Aggregate functions (Cardinality Estimation) , Window function syntax and usage

DATASKETCHES_HLL_ESTIMATE¶

Returns the cardinality estimate for the given sketch.

This function is a version of the HLL HyperLogLog function that can read binary sketches in the format used by Apache DataSketches. For more information, see the Apache DataSketches documentation.

A sketch produced by the DATASKETCHES_HLL_COMBINE function can be used to compute a cardinality estimate using the DATASKETCHES_HLL_ESTIMATE function.

Syntax¶

DATASKETCHES_HLL_ESTIMATE( <binary_sketch> )
Copy

Arguments¶

binary_sketch

An expression that contains sketch information in binary format.

Returns¶

The function returns a value of type DOUBLE.

If the input is empty, the output is 0.0.

Note

This function returns a value of a different type than the HLL_ESTIMATE function, which returns an INTEGER value.

Examples¶

Create a table and insert values:

CREATE OR REPLACE TABLE datasketches_demo(v INT, g INT);

INSERT INTO datasketches_demo SELECT 1, 1;
INSERT INTO datasketches_demo SELECT 2, 1;
INSERT INTO datasketches_demo SELECT 2, 1;
INSERT INTO datasketches_demo SELECT 2, 1;
INSERT INTO datasketches_demo SELECT 1, 2;
INSERT INTO datasketches_demo SELECT 1, 2;
INSERT INTO datasketches_demo SELECT 4, 2;
INSERT INTO datasketches_demo SELECT 4, 2;
INSERT INTO datasketches_demo SELECT 5, 2;
Copy

The following examples use the data in the table.

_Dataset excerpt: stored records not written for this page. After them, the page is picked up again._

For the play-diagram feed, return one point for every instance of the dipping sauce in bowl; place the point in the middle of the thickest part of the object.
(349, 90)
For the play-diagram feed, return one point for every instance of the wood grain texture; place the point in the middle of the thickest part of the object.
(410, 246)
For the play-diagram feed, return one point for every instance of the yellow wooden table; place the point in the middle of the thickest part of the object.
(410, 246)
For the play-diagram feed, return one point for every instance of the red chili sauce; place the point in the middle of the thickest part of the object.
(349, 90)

Return the cardinality estimate for accumulated binary sketches¶

The following example performs the following actions:

  1. The DATASKETCHES_HLL_ACCUMULATE function creates two binary sketches for the data in column v, grouped by the values 1 and 2 in column g

  2. The DATASKETCHES_HLL_ESTIMATE function returns the cardinality estimate for each accumulated sketch.

WITH
  accumulated AS (
    SELECT g,
           DATASKETCHES_HLL_ACCUMULATE(v) AS accumulated_sketches
      FROM datasketches_demo
      GROUP BY g)
SELECT g, DATASKETCHES_HLL_ESTIMATE(accumulated_sketches) AS accumulated_estimate
  FROM accumulated;
Copy
+---+----------------------+
| G | ACCUMULATED_ESTIMATE |
|---+----------------------|
| 1 |          2.000000005 |
| 2 |          3.000000015 |
+---+----------------------+

You can see values of the accumulated sketches in the example in DATASKETCHES_HLL_ACCUMULATE.

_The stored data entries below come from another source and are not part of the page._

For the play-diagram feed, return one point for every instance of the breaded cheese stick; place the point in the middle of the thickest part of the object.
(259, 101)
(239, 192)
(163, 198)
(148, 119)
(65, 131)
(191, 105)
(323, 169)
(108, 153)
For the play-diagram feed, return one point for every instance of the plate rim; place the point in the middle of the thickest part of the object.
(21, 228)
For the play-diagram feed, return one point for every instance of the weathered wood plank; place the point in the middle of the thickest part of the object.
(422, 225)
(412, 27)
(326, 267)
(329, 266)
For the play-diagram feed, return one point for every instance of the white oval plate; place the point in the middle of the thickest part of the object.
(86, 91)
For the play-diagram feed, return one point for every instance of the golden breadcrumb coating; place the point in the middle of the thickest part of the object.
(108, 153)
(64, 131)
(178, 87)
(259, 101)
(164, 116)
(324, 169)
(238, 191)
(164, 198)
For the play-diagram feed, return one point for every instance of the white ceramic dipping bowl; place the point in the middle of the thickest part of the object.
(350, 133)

Return the cardinality estimate for combined binary sketches¶

The following example performs the following actions:

  1. The DATASKETCHES_HLL_ACCUMULATE function creates two binary sketches for the data in column v, grouped by the values 1 and 2 in column g

  2. The DATASKETCHES_HLL_COMBINE function combines these binary sketches to unify them.

  3. The DATASKETCHES_HLL_ESTIMATE function returns the cardinality estimate for the unified sketch.

WITH
  accumulated AS (
    SELECT g,
           DATASKETCHES_HLL_ACCUMULATE(v) AS accumulated_sketches
      FROM datasketches_demo
      GROUP BY g),
  combined AS (
    SELECT DATASKETCHES_HLL_COMBINE(accumulated_sketches) AS unified
      FROM accumulated)
SELECT DATASKETCHES_HLL_ESTIMATE(unified) AS unified_estimate
  FROM combined;
Copy
+------------------+
| UNIFIED_ESTIMATE |
|------------------|
|       4.00000003 |
+------------------+

You can see value of the combined sketches in the example in DATASKETCHES_HLL_COMBINE.